推論だがこの放免と浅原の関係は切れているのだろう。
だからこうもベラベラと彼のことを話しているのだろう。
「わかった。だがおまえのしたことは忘れるんじゃないぞ」
「はいっ。後悔してもしきれない」
放免はうつむきがちに答える。表情はよく見えない。
彼は七曲の鉾を手にしながら身体を震わせる。
「待って成王丸っ。危ないっ」
そういうや否や放免は成王丸に襲いかかる。
「バカじゃないか。

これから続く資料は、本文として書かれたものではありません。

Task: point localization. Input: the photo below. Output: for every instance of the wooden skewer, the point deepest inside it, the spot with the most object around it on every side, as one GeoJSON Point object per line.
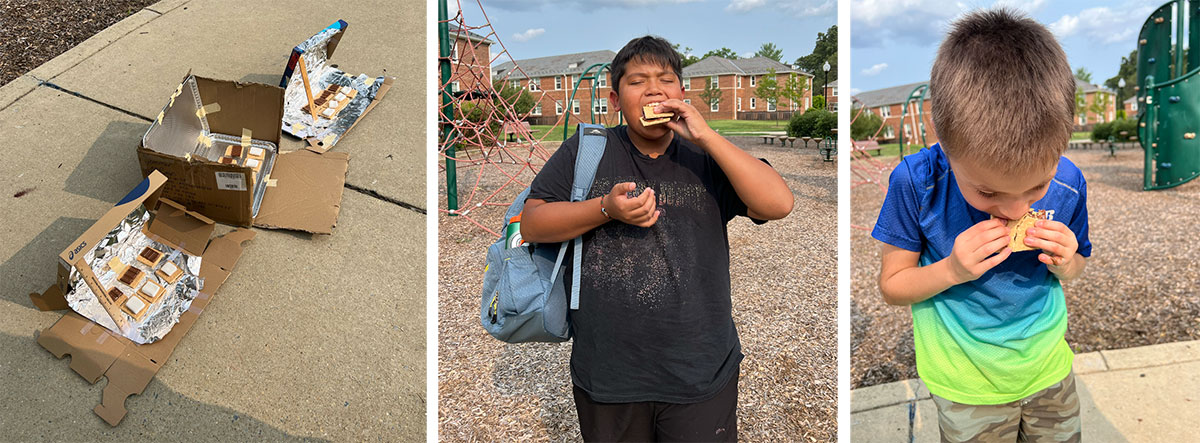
{"type": "Point", "coordinates": [307, 89]}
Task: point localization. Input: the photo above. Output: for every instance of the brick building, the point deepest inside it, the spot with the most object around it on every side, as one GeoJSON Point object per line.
{"type": "Point", "coordinates": [552, 79]}
{"type": "Point", "coordinates": [469, 58]}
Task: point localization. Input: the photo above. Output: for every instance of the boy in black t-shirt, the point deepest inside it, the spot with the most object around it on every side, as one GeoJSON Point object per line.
{"type": "Point", "coordinates": [655, 353]}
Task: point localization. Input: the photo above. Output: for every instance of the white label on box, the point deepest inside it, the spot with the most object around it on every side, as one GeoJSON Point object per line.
{"type": "Point", "coordinates": [231, 181]}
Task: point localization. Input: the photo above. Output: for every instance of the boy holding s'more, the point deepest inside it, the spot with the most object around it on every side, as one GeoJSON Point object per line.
{"type": "Point", "coordinates": [655, 354]}
{"type": "Point", "coordinates": [988, 307]}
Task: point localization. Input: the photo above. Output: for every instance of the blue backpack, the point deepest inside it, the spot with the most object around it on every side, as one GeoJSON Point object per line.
{"type": "Point", "coordinates": [525, 299]}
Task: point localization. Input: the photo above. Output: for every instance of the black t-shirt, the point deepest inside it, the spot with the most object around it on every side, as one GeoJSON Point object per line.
{"type": "Point", "coordinates": [654, 319]}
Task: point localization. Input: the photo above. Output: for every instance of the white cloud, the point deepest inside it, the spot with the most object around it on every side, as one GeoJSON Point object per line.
{"type": "Point", "coordinates": [1102, 24]}
{"type": "Point", "coordinates": [529, 34]}
{"type": "Point", "coordinates": [875, 70]}
{"type": "Point", "coordinates": [793, 7]}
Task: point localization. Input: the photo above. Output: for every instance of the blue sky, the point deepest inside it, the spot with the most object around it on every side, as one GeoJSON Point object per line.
{"type": "Point", "coordinates": [895, 42]}
{"type": "Point", "coordinates": [540, 28]}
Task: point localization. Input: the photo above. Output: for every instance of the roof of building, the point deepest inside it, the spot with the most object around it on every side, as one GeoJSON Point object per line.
{"type": "Point", "coordinates": [553, 65]}
{"type": "Point", "coordinates": [894, 95]}
{"type": "Point", "coordinates": [714, 65]}
{"type": "Point", "coordinates": [457, 33]}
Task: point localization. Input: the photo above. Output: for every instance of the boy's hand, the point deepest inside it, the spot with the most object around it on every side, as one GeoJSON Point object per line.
{"type": "Point", "coordinates": [970, 257]}
{"type": "Point", "coordinates": [641, 210]}
{"type": "Point", "coordinates": [1056, 240]}
{"type": "Point", "coordinates": [688, 121]}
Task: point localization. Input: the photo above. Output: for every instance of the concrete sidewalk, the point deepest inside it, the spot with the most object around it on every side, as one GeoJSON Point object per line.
{"type": "Point", "coordinates": [1144, 394]}
{"type": "Point", "coordinates": [311, 337]}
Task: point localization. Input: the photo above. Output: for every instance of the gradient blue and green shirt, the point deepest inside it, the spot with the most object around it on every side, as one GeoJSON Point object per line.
{"type": "Point", "coordinates": [1000, 337]}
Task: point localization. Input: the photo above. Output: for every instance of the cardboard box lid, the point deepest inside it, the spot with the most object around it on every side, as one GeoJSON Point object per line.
{"type": "Point", "coordinates": [306, 193]}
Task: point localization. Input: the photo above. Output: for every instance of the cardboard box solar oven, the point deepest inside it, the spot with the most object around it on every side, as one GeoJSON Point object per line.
{"type": "Point", "coordinates": [100, 352]}
{"type": "Point", "coordinates": [219, 143]}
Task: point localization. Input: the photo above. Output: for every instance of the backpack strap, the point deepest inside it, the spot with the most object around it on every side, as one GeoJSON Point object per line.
{"type": "Point", "coordinates": [592, 144]}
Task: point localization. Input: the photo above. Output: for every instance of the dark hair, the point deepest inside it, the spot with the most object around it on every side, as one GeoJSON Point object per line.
{"type": "Point", "coordinates": [648, 49]}
{"type": "Point", "coordinates": [1002, 91]}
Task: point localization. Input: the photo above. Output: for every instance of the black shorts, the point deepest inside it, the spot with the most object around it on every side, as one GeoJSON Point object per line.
{"type": "Point", "coordinates": [711, 420]}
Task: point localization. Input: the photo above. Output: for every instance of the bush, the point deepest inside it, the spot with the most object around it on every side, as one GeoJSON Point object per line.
{"type": "Point", "coordinates": [813, 123]}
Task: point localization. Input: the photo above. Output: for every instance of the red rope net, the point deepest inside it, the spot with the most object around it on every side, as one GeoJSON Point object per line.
{"type": "Point", "coordinates": [495, 155]}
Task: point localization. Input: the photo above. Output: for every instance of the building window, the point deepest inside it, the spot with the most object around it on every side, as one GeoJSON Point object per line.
{"type": "Point", "coordinates": [600, 107]}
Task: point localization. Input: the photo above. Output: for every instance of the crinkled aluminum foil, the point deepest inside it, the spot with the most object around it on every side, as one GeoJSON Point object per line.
{"type": "Point", "coordinates": [321, 76]}
{"type": "Point", "coordinates": [125, 241]}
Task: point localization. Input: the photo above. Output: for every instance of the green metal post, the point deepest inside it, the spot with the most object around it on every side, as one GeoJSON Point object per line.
{"type": "Point", "coordinates": [447, 106]}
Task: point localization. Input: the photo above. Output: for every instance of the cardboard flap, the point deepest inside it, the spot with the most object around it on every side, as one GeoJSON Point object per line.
{"type": "Point", "coordinates": [307, 195]}
{"type": "Point", "coordinates": [180, 227]}
{"type": "Point", "coordinates": [91, 347]}
{"type": "Point", "coordinates": [52, 299]}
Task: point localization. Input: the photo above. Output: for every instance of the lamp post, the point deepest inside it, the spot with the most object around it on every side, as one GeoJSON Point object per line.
{"type": "Point", "coordinates": [826, 87]}
{"type": "Point", "coordinates": [1121, 89]}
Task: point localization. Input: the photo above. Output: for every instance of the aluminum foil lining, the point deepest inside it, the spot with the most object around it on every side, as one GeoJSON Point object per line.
{"type": "Point", "coordinates": [125, 241]}
{"type": "Point", "coordinates": [321, 75]}
{"type": "Point", "coordinates": [179, 132]}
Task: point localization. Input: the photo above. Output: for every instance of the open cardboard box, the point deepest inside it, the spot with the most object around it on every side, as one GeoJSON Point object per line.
{"type": "Point", "coordinates": [307, 73]}
{"type": "Point", "coordinates": [207, 118]}
{"type": "Point", "coordinates": [97, 352]}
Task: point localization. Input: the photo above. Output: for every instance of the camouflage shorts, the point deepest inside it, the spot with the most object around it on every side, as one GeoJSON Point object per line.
{"type": "Point", "coordinates": [1048, 415]}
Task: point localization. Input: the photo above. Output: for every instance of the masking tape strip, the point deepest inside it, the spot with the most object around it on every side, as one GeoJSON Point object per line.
{"type": "Point", "coordinates": [208, 109]}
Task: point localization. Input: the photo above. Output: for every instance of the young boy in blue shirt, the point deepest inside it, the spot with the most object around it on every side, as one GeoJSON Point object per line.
{"type": "Point", "coordinates": [989, 323]}
{"type": "Point", "coordinates": [655, 354]}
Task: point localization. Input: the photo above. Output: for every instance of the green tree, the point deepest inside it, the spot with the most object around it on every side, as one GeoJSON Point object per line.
{"type": "Point", "coordinates": [771, 52]}
{"type": "Point", "coordinates": [793, 89]}
{"type": "Point", "coordinates": [865, 125]}
{"type": "Point", "coordinates": [712, 94]}
{"type": "Point", "coordinates": [768, 90]}
{"type": "Point", "coordinates": [723, 52]}
{"type": "Point", "coordinates": [1083, 73]}
{"type": "Point", "coordinates": [685, 55]}
{"type": "Point", "coordinates": [825, 49]}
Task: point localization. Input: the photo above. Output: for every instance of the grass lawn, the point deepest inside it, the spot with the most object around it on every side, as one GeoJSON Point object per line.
{"type": "Point", "coordinates": [739, 127]}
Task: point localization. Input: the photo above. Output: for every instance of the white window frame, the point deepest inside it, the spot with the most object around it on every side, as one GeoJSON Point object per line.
{"type": "Point", "coordinates": [601, 106]}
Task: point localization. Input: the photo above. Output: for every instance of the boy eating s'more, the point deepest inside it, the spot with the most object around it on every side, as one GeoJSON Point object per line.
{"type": "Point", "coordinates": [989, 323]}
{"type": "Point", "coordinates": [655, 353]}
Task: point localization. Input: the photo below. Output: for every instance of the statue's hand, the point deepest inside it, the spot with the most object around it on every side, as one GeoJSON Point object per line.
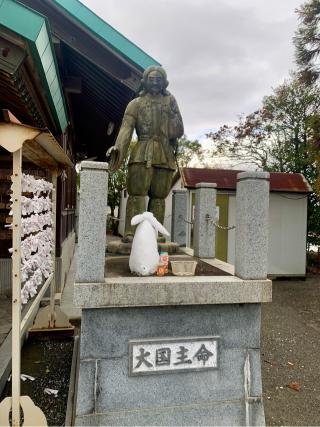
{"type": "Point", "coordinates": [113, 158]}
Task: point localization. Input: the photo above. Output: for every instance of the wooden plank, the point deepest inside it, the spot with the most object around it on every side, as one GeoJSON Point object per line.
{"type": "Point", "coordinates": [53, 254]}
{"type": "Point", "coordinates": [36, 154]}
{"type": "Point", "coordinates": [16, 286]}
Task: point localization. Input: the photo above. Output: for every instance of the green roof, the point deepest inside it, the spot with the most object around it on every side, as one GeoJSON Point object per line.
{"type": "Point", "coordinates": [107, 33]}
{"type": "Point", "coordinates": [34, 28]}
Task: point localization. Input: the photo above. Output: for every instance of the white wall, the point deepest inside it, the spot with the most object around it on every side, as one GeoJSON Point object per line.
{"type": "Point", "coordinates": [287, 233]}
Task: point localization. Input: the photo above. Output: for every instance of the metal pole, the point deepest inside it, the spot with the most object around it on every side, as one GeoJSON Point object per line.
{"type": "Point", "coordinates": [53, 282]}
{"type": "Point", "coordinates": [16, 285]}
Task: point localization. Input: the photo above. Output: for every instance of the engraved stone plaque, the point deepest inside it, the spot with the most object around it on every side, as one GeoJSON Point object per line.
{"type": "Point", "coordinates": [169, 355]}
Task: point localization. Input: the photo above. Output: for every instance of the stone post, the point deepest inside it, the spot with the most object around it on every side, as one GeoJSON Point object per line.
{"type": "Point", "coordinates": [205, 215]}
{"type": "Point", "coordinates": [179, 214]}
{"type": "Point", "coordinates": [92, 222]}
{"type": "Point", "coordinates": [252, 212]}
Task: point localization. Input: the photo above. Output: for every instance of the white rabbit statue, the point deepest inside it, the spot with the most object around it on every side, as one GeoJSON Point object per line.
{"type": "Point", "coordinates": [144, 257]}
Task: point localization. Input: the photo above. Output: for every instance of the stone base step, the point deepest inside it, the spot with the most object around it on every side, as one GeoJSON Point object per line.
{"type": "Point", "coordinates": [120, 248]}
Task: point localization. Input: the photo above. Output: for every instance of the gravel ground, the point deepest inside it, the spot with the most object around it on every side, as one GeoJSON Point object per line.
{"type": "Point", "coordinates": [49, 362]}
{"type": "Point", "coordinates": [290, 353]}
{"type": "Point", "coordinates": [290, 349]}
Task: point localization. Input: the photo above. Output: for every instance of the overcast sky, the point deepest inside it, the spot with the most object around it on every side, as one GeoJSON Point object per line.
{"type": "Point", "coordinates": [221, 56]}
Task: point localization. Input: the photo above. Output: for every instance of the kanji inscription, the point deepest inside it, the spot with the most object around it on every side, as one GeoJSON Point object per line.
{"type": "Point", "coordinates": [172, 355]}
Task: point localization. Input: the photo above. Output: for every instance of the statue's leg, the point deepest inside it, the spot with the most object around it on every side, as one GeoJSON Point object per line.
{"type": "Point", "coordinates": [138, 184]}
{"type": "Point", "coordinates": [160, 187]}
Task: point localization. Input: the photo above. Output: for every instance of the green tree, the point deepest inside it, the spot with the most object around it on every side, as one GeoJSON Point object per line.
{"type": "Point", "coordinates": [307, 40]}
{"type": "Point", "coordinates": [188, 150]}
{"type": "Point", "coordinates": [282, 136]}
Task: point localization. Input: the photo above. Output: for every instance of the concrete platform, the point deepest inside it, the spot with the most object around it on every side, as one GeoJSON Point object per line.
{"type": "Point", "coordinates": [120, 310]}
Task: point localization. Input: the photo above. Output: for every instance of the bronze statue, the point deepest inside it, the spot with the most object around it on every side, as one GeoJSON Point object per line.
{"type": "Point", "coordinates": [158, 123]}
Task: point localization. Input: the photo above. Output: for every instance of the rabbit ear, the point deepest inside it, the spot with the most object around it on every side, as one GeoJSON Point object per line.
{"type": "Point", "coordinates": [137, 219]}
{"type": "Point", "coordinates": [159, 227]}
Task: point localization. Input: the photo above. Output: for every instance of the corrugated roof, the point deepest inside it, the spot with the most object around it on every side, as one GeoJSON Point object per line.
{"type": "Point", "coordinates": [107, 33]}
{"type": "Point", "coordinates": [226, 179]}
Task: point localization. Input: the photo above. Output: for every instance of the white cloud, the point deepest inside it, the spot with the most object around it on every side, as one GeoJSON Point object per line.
{"type": "Point", "coordinates": [221, 56]}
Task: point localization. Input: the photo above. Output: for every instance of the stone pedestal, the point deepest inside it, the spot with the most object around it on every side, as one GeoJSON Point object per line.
{"type": "Point", "coordinates": [252, 225]}
{"type": "Point", "coordinates": [179, 215]}
{"type": "Point", "coordinates": [92, 221]}
{"type": "Point", "coordinates": [204, 217]}
{"type": "Point", "coordinates": [121, 310]}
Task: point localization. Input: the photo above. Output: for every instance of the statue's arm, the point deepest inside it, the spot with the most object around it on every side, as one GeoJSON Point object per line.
{"type": "Point", "coordinates": [117, 153]}
{"type": "Point", "coordinates": [176, 124]}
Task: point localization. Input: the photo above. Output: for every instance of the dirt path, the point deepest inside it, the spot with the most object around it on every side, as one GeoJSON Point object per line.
{"type": "Point", "coordinates": [291, 353]}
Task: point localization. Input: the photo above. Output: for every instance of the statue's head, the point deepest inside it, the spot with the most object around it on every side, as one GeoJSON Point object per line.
{"type": "Point", "coordinates": [154, 81]}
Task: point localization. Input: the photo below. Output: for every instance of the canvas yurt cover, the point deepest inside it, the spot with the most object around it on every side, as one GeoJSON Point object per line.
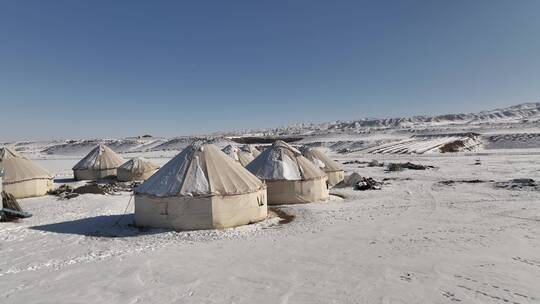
{"type": "Point", "coordinates": [333, 170]}
{"type": "Point", "coordinates": [200, 188]}
{"type": "Point", "coordinates": [100, 163]}
{"type": "Point", "coordinates": [136, 169]}
{"type": "Point", "coordinates": [289, 176]}
{"type": "Point", "coordinates": [22, 177]}
{"type": "Point", "coordinates": [244, 155]}
{"type": "Point", "coordinates": [251, 149]}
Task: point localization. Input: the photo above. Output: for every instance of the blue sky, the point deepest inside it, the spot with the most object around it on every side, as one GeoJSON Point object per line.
{"type": "Point", "coordinates": [87, 69]}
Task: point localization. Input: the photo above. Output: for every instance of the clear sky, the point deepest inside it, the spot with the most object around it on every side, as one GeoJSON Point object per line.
{"type": "Point", "coordinates": [88, 69]}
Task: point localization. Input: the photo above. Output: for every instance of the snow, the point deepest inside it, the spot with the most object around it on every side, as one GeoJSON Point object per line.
{"type": "Point", "coordinates": [418, 240]}
{"type": "Point", "coordinates": [414, 241]}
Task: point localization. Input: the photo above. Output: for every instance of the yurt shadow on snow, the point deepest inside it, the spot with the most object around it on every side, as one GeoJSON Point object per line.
{"type": "Point", "coordinates": [117, 225]}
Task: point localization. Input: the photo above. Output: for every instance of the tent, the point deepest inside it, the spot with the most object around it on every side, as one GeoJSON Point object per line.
{"type": "Point", "coordinates": [291, 178]}
{"type": "Point", "coordinates": [101, 162]}
{"type": "Point", "coordinates": [333, 170]}
{"type": "Point", "coordinates": [22, 177]}
{"type": "Point", "coordinates": [243, 155]}
{"type": "Point", "coordinates": [200, 188]}
{"type": "Point", "coordinates": [136, 169]}
{"type": "Point", "coordinates": [251, 149]}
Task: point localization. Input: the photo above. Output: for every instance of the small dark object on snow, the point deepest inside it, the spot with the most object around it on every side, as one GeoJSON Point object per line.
{"type": "Point", "coordinates": [92, 188]}
{"type": "Point", "coordinates": [11, 209]}
{"type": "Point", "coordinates": [353, 162]}
{"type": "Point", "coordinates": [368, 184]}
{"type": "Point", "coordinates": [375, 163]}
{"type": "Point", "coordinates": [394, 167]}
{"type": "Point", "coordinates": [408, 165]}
{"type": "Point", "coordinates": [519, 184]}
{"type": "Point", "coordinates": [466, 181]}
{"type": "Point", "coordinates": [60, 190]}
{"type": "Point", "coordinates": [349, 181]}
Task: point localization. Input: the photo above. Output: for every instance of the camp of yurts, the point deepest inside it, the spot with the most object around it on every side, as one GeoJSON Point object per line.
{"type": "Point", "coordinates": [290, 177]}
{"type": "Point", "coordinates": [136, 169]}
{"type": "Point", "coordinates": [22, 177]}
{"type": "Point", "coordinates": [333, 170]}
{"type": "Point", "coordinates": [200, 188]}
{"type": "Point", "coordinates": [244, 155]}
{"type": "Point", "coordinates": [251, 149]}
{"type": "Point", "coordinates": [101, 162]}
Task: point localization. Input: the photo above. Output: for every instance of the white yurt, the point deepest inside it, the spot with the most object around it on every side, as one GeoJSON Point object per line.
{"type": "Point", "coordinates": [290, 177]}
{"type": "Point", "coordinates": [136, 169]}
{"type": "Point", "coordinates": [200, 188]}
{"type": "Point", "coordinates": [22, 177]}
{"type": "Point", "coordinates": [251, 149]}
{"type": "Point", "coordinates": [333, 170]}
{"type": "Point", "coordinates": [244, 155]}
{"type": "Point", "coordinates": [100, 163]}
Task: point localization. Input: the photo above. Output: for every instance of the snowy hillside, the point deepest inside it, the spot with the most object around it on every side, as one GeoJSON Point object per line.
{"type": "Point", "coordinates": [507, 128]}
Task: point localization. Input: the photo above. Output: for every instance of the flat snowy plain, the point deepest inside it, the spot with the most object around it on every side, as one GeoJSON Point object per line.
{"type": "Point", "coordinates": [415, 241]}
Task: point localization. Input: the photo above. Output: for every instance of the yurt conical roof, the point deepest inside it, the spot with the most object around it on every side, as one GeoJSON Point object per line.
{"type": "Point", "coordinates": [238, 154]}
{"type": "Point", "coordinates": [18, 169]}
{"type": "Point", "coordinates": [251, 149]}
{"type": "Point", "coordinates": [100, 158]}
{"type": "Point", "coordinates": [138, 165]}
{"type": "Point", "coordinates": [321, 160]}
{"type": "Point", "coordinates": [200, 170]}
{"type": "Point", "coordinates": [281, 161]}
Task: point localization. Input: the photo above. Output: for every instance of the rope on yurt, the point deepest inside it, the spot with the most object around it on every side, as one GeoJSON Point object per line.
{"type": "Point", "coordinates": [125, 211]}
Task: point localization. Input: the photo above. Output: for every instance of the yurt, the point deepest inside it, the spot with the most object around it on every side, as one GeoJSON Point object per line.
{"type": "Point", "coordinates": [22, 177]}
{"type": "Point", "coordinates": [200, 188]}
{"type": "Point", "coordinates": [251, 149]}
{"type": "Point", "coordinates": [243, 155]}
{"type": "Point", "coordinates": [333, 170]}
{"type": "Point", "coordinates": [136, 169]}
{"type": "Point", "coordinates": [290, 177]}
{"type": "Point", "coordinates": [100, 163]}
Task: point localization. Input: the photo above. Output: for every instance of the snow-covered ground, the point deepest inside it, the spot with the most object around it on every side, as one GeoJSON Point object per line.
{"type": "Point", "coordinates": [415, 241]}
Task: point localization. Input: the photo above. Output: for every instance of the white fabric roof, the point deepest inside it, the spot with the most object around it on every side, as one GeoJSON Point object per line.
{"type": "Point", "coordinates": [200, 170]}
{"type": "Point", "coordinates": [281, 161]}
{"type": "Point", "coordinates": [100, 158]}
{"type": "Point", "coordinates": [242, 155]}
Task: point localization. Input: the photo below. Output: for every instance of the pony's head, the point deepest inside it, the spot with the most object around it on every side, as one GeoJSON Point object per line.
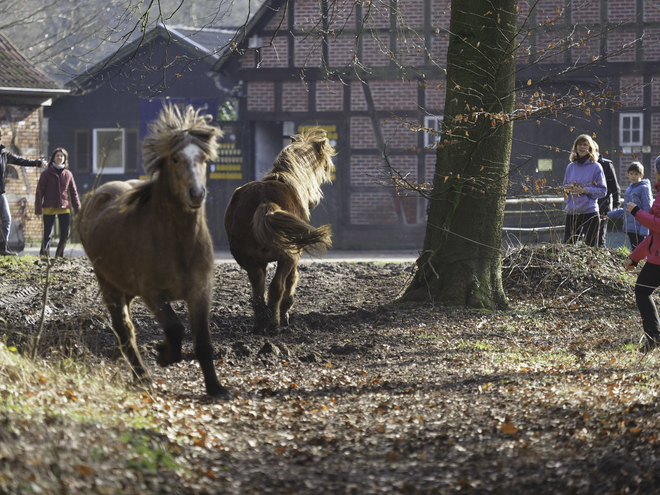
{"type": "Point", "coordinates": [305, 165]}
{"type": "Point", "coordinates": [176, 149]}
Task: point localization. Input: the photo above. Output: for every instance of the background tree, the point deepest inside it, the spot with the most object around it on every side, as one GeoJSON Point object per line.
{"type": "Point", "coordinates": [461, 259]}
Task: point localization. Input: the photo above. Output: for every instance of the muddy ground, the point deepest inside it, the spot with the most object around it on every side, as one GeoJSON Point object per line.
{"type": "Point", "coordinates": [361, 396]}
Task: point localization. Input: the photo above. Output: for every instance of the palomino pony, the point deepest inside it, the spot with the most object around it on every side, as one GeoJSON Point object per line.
{"type": "Point", "coordinates": [149, 238]}
{"type": "Point", "coordinates": [268, 220]}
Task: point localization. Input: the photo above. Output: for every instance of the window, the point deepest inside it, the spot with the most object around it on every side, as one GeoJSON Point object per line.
{"type": "Point", "coordinates": [432, 128]}
{"type": "Point", "coordinates": [631, 127]}
{"type": "Point", "coordinates": [109, 151]}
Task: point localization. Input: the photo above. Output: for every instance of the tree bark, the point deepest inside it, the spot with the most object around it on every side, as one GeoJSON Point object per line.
{"type": "Point", "coordinates": [460, 264]}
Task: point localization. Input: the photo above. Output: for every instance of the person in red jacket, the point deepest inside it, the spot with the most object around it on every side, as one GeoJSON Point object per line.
{"type": "Point", "coordinates": [649, 278]}
{"type": "Point", "coordinates": [56, 195]}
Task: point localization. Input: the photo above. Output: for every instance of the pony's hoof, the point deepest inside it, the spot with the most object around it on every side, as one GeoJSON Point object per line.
{"type": "Point", "coordinates": [217, 391]}
{"type": "Point", "coordinates": [166, 356]}
{"type": "Point", "coordinates": [261, 330]}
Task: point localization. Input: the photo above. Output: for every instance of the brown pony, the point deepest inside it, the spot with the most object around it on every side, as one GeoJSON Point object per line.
{"type": "Point", "coordinates": [149, 238]}
{"type": "Point", "coordinates": [268, 220]}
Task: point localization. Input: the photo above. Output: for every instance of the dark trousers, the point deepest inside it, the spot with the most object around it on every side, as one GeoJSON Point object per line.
{"type": "Point", "coordinates": [647, 281]}
{"type": "Point", "coordinates": [577, 225]}
{"type": "Point", "coordinates": [602, 231]}
{"type": "Point", "coordinates": [64, 220]}
{"type": "Point", "coordinates": [635, 239]}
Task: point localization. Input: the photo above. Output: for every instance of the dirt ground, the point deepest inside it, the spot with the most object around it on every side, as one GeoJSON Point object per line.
{"type": "Point", "coordinates": [361, 396]}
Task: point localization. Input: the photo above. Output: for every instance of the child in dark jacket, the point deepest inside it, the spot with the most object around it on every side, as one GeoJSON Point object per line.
{"type": "Point", "coordinates": [638, 192]}
{"type": "Point", "coordinates": [56, 195]}
{"type": "Point", "coordinates": [649, 278]}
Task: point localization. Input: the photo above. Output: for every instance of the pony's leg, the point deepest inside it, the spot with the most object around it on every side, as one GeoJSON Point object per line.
{"type": "Point", "coordinates": [169, 351]}
{"type": "Point", "coordinates": [257, 275]}
{"type": "Point", "coordinates": [119, 307]}
{"type": "Point", "coordinates": [287, 298]}
{"type": "Point", "coordinates": [199, 326]}
{"type": "Point", "coordinates": [285, 266]}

そんな簡単に信じやがって」
「やっぱり嘘だったんだな」
成王丸は驚いた様子もなく刀で鉾を受け止めた。
「これで俺も手加減しないですむよ」
成王丸の刀が放免に振りかかる。
今度は相手の懐を狙って。
「ぐっ」
素早い動きで放免を翻弄しながら次々と切りかかる。
「これで最後だ」
斬ッ
再び懐を狙って切りつける。
「ごほっ」
放免は血を吐き地面に横たわる。
「哀れなもんだな」
これが人のなれの果てかと成王丸はため息をつく。
かつて二人も交流もあったはずだ。
だが道を違えてしまった。
違えた結果がこうだ。
「浅黄、終わったぞ」
帰り血を浴びながら私の名前を呼ぶ成王丸。
その姿はどこか悲しそうで。
「おいなに泣きそうな顔してるんだ」
私が涙をこらえているのと誤解したのか彼は私を抱き寄せる。
「怖い思いをさせて悪かったな」
頭をぽんぽんとされて私は苦笑する。
「子供扱いはやめてください……」
本当は成王丸が自分の顔を隠したいだけなのだとわかり私は甘やかされるままになる。
かくして放免との戦いは終わった。